Das Berufungsgericht hat den Antrag auf eine neurootologische Begutachtung der Klägerin mit der Begründung abgelehnt, aus dieser Untersuchung ließen sich keine besseren Erkenntnisse zur Frage der Ursächlichkeit des Unfallereignisses für die Beschwerden der Klägerin gewinnen. Dies folge aus der dem Gericht vorliegenden Publikation von Prof. Dr. Poeck zu Bedeutung, Stellenwert und Nutzen der Neurootologie sowie aus der dazu in der mündlichen Verhandlung geäußerten Einschätzung der Sachverständigen Prof. Dr. L. und Prof. Dr. J. Ausweislich der Niederschrift über die mündliche Verhandlung des Berufungsgerichts hat die Klägerin nicht auf divergierende wissenschaftliche Auffassungen zu dieser Publikation, insbesondere auf Erkenntnisse des 32. Deutschen Verkehrsrichtertags zur Bedeutung der Neurootologie innerhalb der modernen Unfallfolgenforschung, hingewiesen. Dies ist erstmalig mit der Beschwerdebegründung geschehen. Das Berufungsgericht hat den Verfahrensbeteiligten jedoch bereits mit dem in der mündlichen Verhandlung verkündeten Beschluss über die Ablehnung des Beweisantrags bekannt gegeben, dass es keine Anhaltspunkte dafür sehe, dass die auf dem Gebiet der Neurootologie tätigen Ärzte über neue oder überlegene Forschungsmittel oder über größere Erfahrung verfügen als die in interdisziplinärer Zusammenarbeit für das Gericht tätig gewordenen Sachverständigen. Es wäre Sache der anwaltlich vertretenen Klägerin gewesen, in der mündlichen Verhandlung darzulegen, dass die kritische Einstellung von Prof. Dr. Poeck zur Neurootologie wissenschaftlich umstritten und daher angreifbar ist. Ohne diesen Vortrag hatte das Berufungsgericht aber aufgrund der Publikation von Prof. Dr. Poeck sowie der Einlassung der gerichtlich bestellten Sachverständigen zum Nutzen einer zusätzlichen neurootologischen Begutachtung der Klägerin keinen Anlass, an der Richtigkeit seiner Auffassung zum Nutzen eines solchen Gutachtens zu zweifeln. Die Ablehnung des Beweisantrags beruht somit auf keinem Ermessensfehler.

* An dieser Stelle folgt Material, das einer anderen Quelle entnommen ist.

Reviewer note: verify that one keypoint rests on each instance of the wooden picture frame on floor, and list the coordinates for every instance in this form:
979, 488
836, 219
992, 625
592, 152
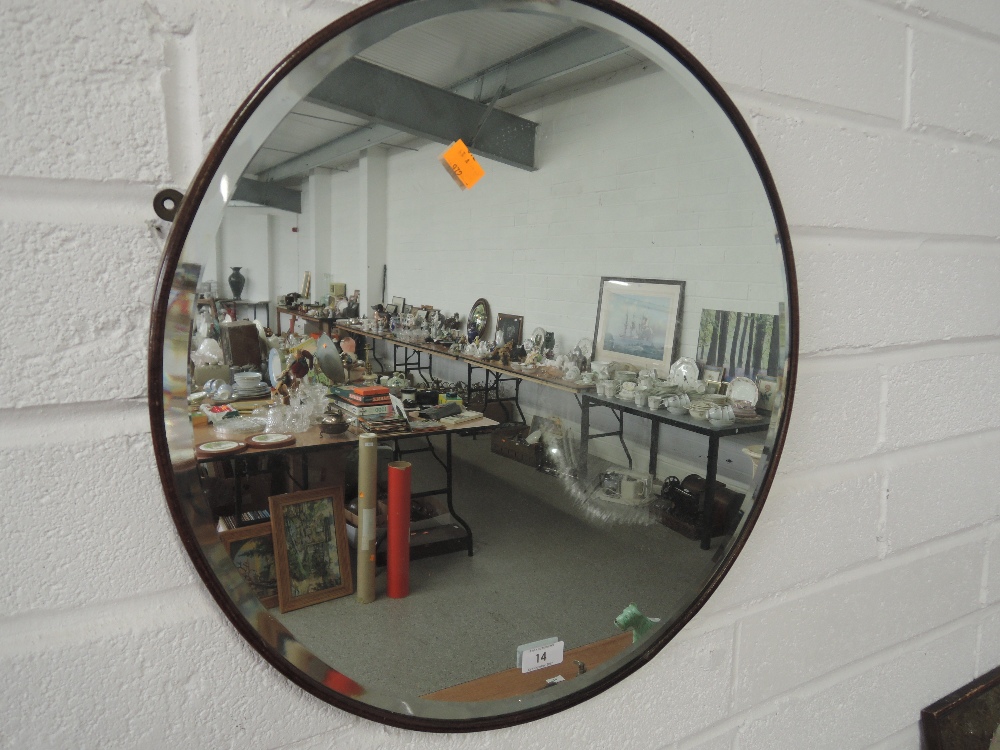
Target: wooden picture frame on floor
251, 548
966, 718
310, 547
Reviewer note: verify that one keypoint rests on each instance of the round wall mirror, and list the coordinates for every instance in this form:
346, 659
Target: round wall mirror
569, 499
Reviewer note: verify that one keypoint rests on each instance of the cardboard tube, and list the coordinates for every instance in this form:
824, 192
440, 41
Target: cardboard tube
398, 551
367, 493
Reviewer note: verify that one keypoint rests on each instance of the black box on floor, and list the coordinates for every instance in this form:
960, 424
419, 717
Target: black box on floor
508, 441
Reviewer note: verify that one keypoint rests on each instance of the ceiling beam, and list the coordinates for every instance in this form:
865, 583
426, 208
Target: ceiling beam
374, 93
564, 54
268, 194
555, 58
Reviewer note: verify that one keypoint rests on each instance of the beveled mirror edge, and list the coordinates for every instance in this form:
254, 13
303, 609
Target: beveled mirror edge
168, 267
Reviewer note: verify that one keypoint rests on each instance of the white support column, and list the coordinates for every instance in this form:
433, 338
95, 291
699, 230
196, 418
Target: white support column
316, 229
373, 214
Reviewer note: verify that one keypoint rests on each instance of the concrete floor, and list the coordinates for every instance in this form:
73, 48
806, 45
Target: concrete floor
543, 566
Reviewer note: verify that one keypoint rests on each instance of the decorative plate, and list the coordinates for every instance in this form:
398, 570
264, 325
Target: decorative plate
220, 448
270, 440
328, 356
684, 370
743, 389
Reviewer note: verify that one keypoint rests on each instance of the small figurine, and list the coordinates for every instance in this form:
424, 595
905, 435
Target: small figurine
632, 619
298, 369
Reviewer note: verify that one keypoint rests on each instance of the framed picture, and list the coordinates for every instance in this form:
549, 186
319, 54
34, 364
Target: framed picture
510, 326
251, 549
745, 344
966, 718
310, 547
767, 387
639, 321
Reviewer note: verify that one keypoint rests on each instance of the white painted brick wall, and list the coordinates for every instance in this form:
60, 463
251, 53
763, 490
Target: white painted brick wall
870, 587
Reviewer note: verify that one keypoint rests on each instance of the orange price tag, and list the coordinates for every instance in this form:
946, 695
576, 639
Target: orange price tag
462, 165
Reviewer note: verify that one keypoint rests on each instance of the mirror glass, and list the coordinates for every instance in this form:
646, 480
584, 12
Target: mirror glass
576, 493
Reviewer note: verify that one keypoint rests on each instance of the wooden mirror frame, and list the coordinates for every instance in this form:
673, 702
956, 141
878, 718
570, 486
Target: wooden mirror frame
174, 246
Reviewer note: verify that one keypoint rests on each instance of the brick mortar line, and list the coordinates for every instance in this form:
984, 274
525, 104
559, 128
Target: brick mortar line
815, 686
933, 22
65, 424
887, 460
847, 360
50, 630
855, 572
859, 234
782, 106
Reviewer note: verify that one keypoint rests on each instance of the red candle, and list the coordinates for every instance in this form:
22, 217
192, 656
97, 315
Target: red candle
398, 551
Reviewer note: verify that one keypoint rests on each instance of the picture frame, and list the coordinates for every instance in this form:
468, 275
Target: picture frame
746, 344
639, 321
311, 555
251, 548
967, 717
511, 326
767, 389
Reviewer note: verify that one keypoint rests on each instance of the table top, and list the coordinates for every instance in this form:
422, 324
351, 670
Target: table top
683, 421
440, 350
305, 316
312, 439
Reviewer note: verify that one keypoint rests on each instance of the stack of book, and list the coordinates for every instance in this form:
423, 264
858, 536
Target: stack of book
248, 517
383, 424
362, 401
371, 406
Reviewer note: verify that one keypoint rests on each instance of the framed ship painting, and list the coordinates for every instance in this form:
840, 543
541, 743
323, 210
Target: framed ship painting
639, 321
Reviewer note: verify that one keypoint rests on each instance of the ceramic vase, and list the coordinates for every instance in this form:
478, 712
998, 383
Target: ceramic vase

Aus denselben Gründen ist auch darin kein Verstoß gegen die gerichtliche Pflicht zur umfassenden Aufklärung des Sachverhalts zu sehen, dass das Berufungsgericht entgegen der schriftsätzlich geäußerten Anregung der Klägerin die Ärzte Dr. C. und W. nicht als sachverständige Zeugen gehört hat.
Die Kostenentscheidung beruht auf § 154 Abs. 2 VwGO, die Festsetzung des Streitwerts auf § 13 Abs. 1 Satz 1 GKG.